Joaquín asintió como si nada.
—Jorge, Gloria, ya no hay nada que hacer. Hoy en la noche… descansen bien.
Jorge y Gloria miraron de reojo hacia la ventana.
—Pero…
—No pasa nada —dijo Kiara, tranquila—. Esta noche no va a pasar gran cosa. El pez gordo todavía no llega; no hay prisa.
Ya dentro de la casa, estaban bajo el sistema de seguridad.
No había forma de que esos don nadie pudieran romperlo y escuchar lo que decían.
Jorge y Gloria se miraron. Seguían preocupados, pero al ver a los dos tan calmados…
Asintieron y se retiraron a sus cuartos.
—Ven. Vamos a ver quiénes son los que andan afuera —dijo Joaquín, llevándose a Kiara hacia un rincón oculto.
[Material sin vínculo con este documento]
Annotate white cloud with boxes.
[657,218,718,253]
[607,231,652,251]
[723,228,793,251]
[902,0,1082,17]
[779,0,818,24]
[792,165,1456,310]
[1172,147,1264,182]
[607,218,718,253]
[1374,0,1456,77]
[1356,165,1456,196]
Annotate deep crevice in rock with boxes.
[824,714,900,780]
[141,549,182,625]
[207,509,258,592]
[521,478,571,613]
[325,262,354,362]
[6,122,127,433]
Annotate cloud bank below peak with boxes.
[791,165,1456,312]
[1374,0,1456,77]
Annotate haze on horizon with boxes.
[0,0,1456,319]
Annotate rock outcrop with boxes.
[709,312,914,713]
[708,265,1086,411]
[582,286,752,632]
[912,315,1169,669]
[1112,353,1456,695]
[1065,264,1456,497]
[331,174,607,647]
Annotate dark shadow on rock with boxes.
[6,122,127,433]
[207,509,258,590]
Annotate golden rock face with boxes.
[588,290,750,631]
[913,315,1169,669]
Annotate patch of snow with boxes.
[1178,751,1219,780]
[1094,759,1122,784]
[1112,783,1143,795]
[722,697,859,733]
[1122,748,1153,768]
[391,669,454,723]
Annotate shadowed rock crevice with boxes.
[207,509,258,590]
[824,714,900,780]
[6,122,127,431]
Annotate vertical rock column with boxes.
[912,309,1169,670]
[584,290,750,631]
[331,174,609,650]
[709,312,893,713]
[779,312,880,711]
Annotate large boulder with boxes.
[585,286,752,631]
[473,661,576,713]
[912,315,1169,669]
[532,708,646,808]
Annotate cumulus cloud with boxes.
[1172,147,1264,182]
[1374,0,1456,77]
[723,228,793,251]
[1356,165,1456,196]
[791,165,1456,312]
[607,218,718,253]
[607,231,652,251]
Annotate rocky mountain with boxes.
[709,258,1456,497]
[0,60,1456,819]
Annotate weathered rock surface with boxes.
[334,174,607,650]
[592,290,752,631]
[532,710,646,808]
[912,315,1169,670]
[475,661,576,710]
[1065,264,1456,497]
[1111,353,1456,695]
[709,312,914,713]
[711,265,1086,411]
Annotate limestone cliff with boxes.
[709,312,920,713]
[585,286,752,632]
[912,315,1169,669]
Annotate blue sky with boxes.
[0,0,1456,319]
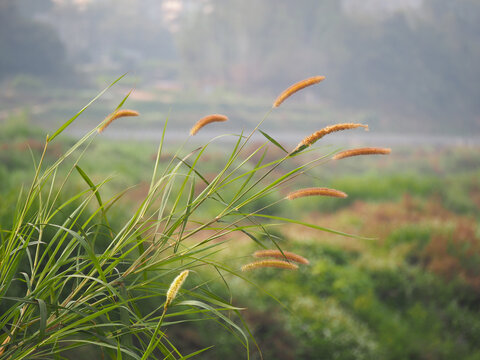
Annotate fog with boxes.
[0,0,480,136]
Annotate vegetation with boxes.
[0,78,390,359]
[0,72,480,359]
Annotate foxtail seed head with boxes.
[333,147,392,160]
[273,76,325,107]
[164,270,189,310]
[253,250,310,264]
[97,109,140,133]
[293,123,368,152]
[286,188,348,200]
[242,260,298,271]
[190,114,228,136]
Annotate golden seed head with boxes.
[190,114,228,136]
[242,260,298,271]
[97,109,140,133]
[253,250,310,264]
[164,270,189,309]
[294,123,368,152]
[286,188,348,200]
[333,147,392,160]
[273,76,325,107]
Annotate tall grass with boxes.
[0,74,388,359]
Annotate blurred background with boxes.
[0,0,480,360]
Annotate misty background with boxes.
[0,0,480,137]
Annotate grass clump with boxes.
[0,74,390,359]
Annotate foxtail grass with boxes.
[0,73,390,360]
[333,147,392,160]
[292,123,368,153]
[273,76,325,108]
[164,270,189,309]
[253,250,310,265]
[286,187,348,200]
[97,109,140,133]
[190,114,228,136]
[242,259,298,271]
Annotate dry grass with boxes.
[97,109,140,133]
[242,260,298,271]
[286,188,348,200]
[294,123,368,152]
[273,76,325,108]
[333,147,392,160]
[190,114,228,136]
[253,250,310,265]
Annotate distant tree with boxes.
[0,0,70,79]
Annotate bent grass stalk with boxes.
[242,260,298,271]
[190,114,228,136]
[0,77,390,359]
[272,76,325,108]
[253,250,310,265]
[97,109,140,133]
[333,147,392,160]
[292,123,368,153]
[285,187,348,200]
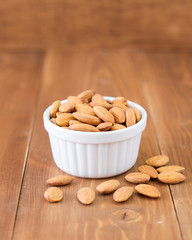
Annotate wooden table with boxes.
[0,50,192,240]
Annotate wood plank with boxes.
[0,54,43,240]
[13,52,181,240]
[0,0,192,50]
[132,54,192,240]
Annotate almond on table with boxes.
[138,165,158,178]
[44,187,63,202]
[135,184,161,198]
[146,155,169,167]
[157,165,185,172]
[158,172,186,184]
[113,187,133,202]
[77,187,95,205]
[125,172,150,184]
[97,180,120,194]
[47,175,75,186]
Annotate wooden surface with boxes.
[0,0,192,50]
[0,51,192,240]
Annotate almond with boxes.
[93,106,115,123]
[90,93,112,109]
[132,107,141,122]
[77,187,95,204]
[146,155,169,167]
[51,118,56,124]
[113,102,129,112]
[67,96,82,106]
[113,187,133,202]
[50,100,61,118]
[109,107,125,123]
[47,175,75,186]
[73,112,101,125]
[69,120,84,126]
[44,187,63,202]
[97,180,120,194]
[97,122,112,131]
[158,172,186,184]
[69,123,99,132]
[125,172,150,183]
[126,108,136,127]
[113,97,128,107]
[75,104,95,116]
[77,89,95,102]
[56,111,62,118]
[135,184,161,198]
[138,165,158,178]
[110,123,126,131]
[59,102,75,113]
[157,165,185,172]
[56,113,74,127]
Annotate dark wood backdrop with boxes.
[0,0,192,51]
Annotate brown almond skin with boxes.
[113,187,133,202]
[96,180,120,194]
[77,89,95,102]
[125,172,150,184]
[75,104,95,116]
[47,175,75,186]
[93,106,115,124]
[50,118,57,125]
[135,184,161,198]
[59,102,75,113]
[158,172,186,184]
[69,120,84,126]
[138,165,158,178]
[157,165,185,173]
[67,96,82,106]
[56,113,75,127]
[132,107,141,123]
[69,123,99,132]
[44,187,63,202]
[97,122,112,131]
[49,100,61,118]
[113,97,128,107]
[110,123,126,131]
[89,101,112,110]
[109,107,125,123]
[146,155,169,167]
[125,108,136,127]
[77,187,95,205]
[112,102,129,112]
[73,112,101,125]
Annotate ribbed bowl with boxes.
[43,97,147,178]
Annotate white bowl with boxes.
[43,97,147,178]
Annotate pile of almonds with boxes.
[50,90,141,132]
[44,155,185,204]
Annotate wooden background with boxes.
[0,0,192,240]
[0,0,192,51]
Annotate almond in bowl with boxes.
[43,90,147,178]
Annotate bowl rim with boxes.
[43,96,147,143]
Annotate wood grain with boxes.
[134,54,192,239]
[0,0,192,50]
[0,54,43,240]
[13,52,181,240]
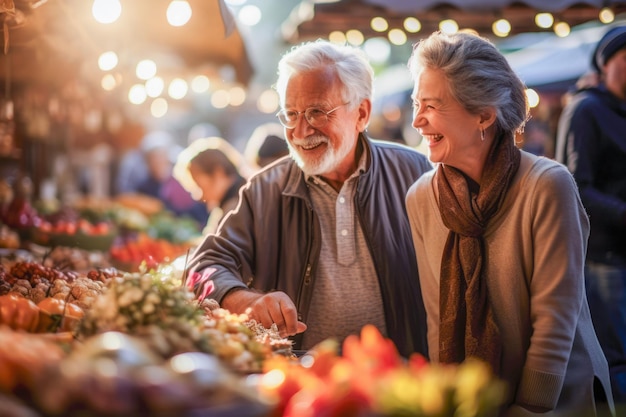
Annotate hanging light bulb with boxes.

Presionó algo en la pared.
Se abrió una puerta de elevador escondida.
Los dos entraron. El elevador bajó directo al sótano.
Cuando se abrieron las puertas, apareció una sala de control enorme.
Una pared completa era una pantalla gigante con cámaras: monitoreo en tiempo real de todo el perímetro, sin puntos ciegos.
Incluso había pantallas con datos de sensores, infrarrojos y lecturas del área.
Ese era el corazón de la casa.
El centro del sistema de seguridad.
Kiara se acercó y barrió con la vista decenas de cámaras.
En menos de diez segundos, ubicó la zona.
Varios hombres, como sombras, avanzaban desde distintos puntos, con movimientos tácticos profesionales, acercándose a la casa.
—Oye, Kiki… por cierto, a mí también me llegó un dato.
—En Veridia, dos grupos se aliaron. Sacaron a sus mejores elementos y los mandaron todos hacia Solarenia…
—Y hasta dicen que el cabecilla de Legión Negra, ese tal Jóker que siempre se esconde, esta vez piensa venir en persona.
Al decirlo, alargó el tono y luego la miró de reojo.
—Con ese movimiento… esto no suena a “venganza” por lo que hiciste en su base de Solarenia.
La cercanía de Joaquín hizo que Kiara sintiera la espalda cubierta por un calor suave.
El aroma de él, limpio y fresco, se le enredó alrededor.
Kiara apretó un poco los dedos sobre la consola.
Volteó, sin emoción, y alzó la mano para empujarlo un par de pasos atrás. Solo entonces dijo, en tono plano:
—No es nada. Solo les dejé un anzuelo. Le pedí al infiltrado que tengo en Veridia que les soltara un dato.